Stream in Pennsylvania, US

Bear Run is a 5.0 mi tributary of the Youghiogheny River in Fayette County, Pennsylvania, United States.

Bear Run is in the Appalachian Mountains and part of the Pittsburgh metropolitan area. The Fallingwater house, designed by architect Frank Lloyd Wright, is located on this stream at the locality known as Mill Run.

Bear Run is inside the Bear Run Nature Reserve, protected by the Western Pennsylvania Conservancy. Bear Run is a designated Pennsylvania Scenic River. The nearest incorporated town is Ohiopyle, once a resort town for affluent Pittsburghers reaching the Ferncliff peninsula via rail.

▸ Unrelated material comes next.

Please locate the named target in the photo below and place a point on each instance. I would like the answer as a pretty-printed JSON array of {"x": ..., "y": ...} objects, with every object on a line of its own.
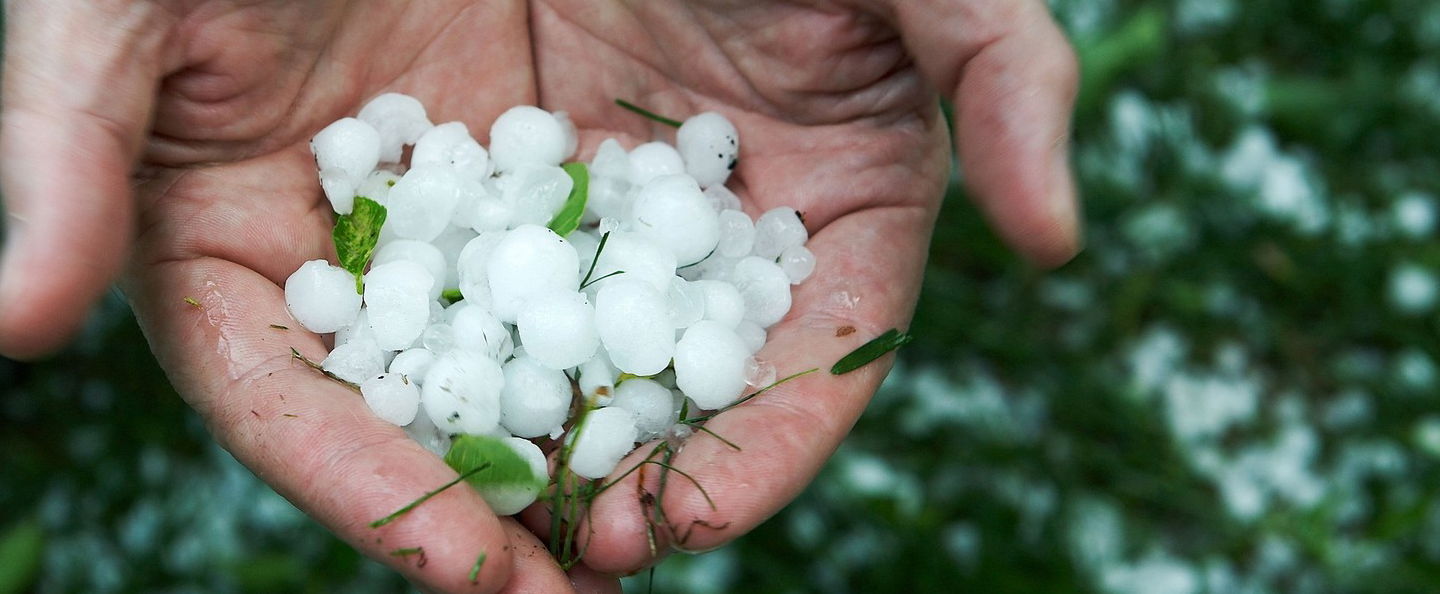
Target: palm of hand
[{"x": 834, "y": 118}]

Ohiopyle today is the focal point of tourism in the Laurel Highlands, drawing many of the same visitors as Fallingwater, located a few miles away on PA State Route 381.

==Course==
Bear Run rises about 3 miles northeast of Kaufmann, Pennsylvania, and then flows southwest and west to join the Youghiogheny River about 0.25 miles west of Kaufmann.

==Watershed==
Bear Run drains 6.47 sqmi of area, receives about 48.1 in/year of precipitation, has a wetness index of 357.26, and is about 89% forested.

==Natural history==
Bear Run is the location of Bear Run Watershed BDA. The large forested area of Bear Run, an exceptional value stream, provides habitat for three plant species of special concern.